So laying out in a full blown ghillie suit is more ethical. Come on.


----------



## utahgolf (Sep 8, 2007)

I was mainly posting to bash on the "best of the west" tv show,, I can't stand it.. I suppose I could start a new thread talking smack about that show but this seemed easier....I guess to each his own....if its legal and ethical and ya have fun doing it than who cares what other people think...


----------



## 10000ft. (Oct 29, 2007)

:lol: :lol: :lol: This is always a funny topic.

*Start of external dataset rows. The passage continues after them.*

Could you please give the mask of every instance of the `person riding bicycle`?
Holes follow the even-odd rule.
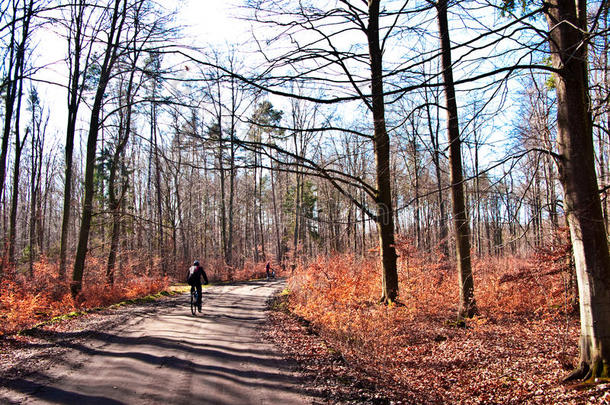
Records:
[[[191,289],[194,287],[197,289],[197,309],[201,312],[201,278],[203,277],[203,283],[208,284],[208,276],[205,274],[203,267],[199,265],[199,261],[195,260],[193,265],[189,267],[189,271],[186,275],[186,282],[189,283]]]

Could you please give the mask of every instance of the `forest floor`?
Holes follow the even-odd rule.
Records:
[[[341,352],[336,336],[290,312],[287,296],[270,308],[268,339],[328,403],[610,404],[610,384],[561,382],[578,353],[576,319],[479,319],[466,328],[420,319],[410,325],[413,344],[388,365],[366,348]]]

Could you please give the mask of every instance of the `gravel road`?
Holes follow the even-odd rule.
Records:
[[[259,333],[266,301],[279,288],[281,281],[213,286],[197,316],[180,295],[125,308],[120,322],[84,337],[57,332],[41,349],[60,347],[52,361],[32,356],[28,372],[0,374],[0,403],[312,403]]]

The ethics police and usualy some archery guys come down on the long distance rifleman. 

If a guy can CONSISTANTLY hit that kill zone then good on him, fire away!

Most who say "where is the challenge in that" never even see trophy bucks so they are just jelous. :shock: 80% of the challenge (on GS public hunts) is just finding the animal. 

I am still trying to perfect my 100-250 yard shooting before I back up any further. :wink:


----------



## 10000ft. (Oct 29, 2007)

Just curious, what shot for a bow is equivilant to a rifle shooting 500 yrds?

Muzzleloader?

Again, I haven't even practiced taking long shots with rifle or muzzy and I don't archery hunt so I wouldn't know.


----------



## Huntoholic (Sep 17, 2008)

10000ft. said:


> Just curious, what shot for a bow is equivilant to a rifle shooting 500 yrds?
> 
> Muzzleloader?
> 
> Again, I haven't even practiced taking long shots with rifle or muzzy and I don't archery hunt so I wouldn't know.


And we won't even talk about the yardage pins. :mrgreen:


----------



## Donttreadonme (Sep 11, 2007)

I to love these threads and can't help but speak my mind. 

For your average Joe, one box of shells a year type, I would say 300 yds. and less is all they should shoot. 

However for the few that get out and shoot a lot, like shootemup appears to be, I say shoot within YOUR comfort range. If that is 300 then so be it. But if that is 1000+ so be it.


----------



## jahan (Sep 7, 2007)

If you just aim high at 90 yards with a bow, I don't see why the same rules don't apply for a rifle at 800 yards. :mrgreen: :shock: :lol: If you are capable have at it. I just get irritated when people who aren't capable of making the shot try and do it and wound an animal.


----------



## Huntoholic (Sep 17, 2008)

jahan said:


> If you just aim high at 90 yards with a bow, I don't see why the same rules don't apply for a rifle at 800 yards. :mrgreen: :shock: :lol: If you are capable have at it. I just get irritated when people who aren't capable of making the shot try and do it and wound an animal.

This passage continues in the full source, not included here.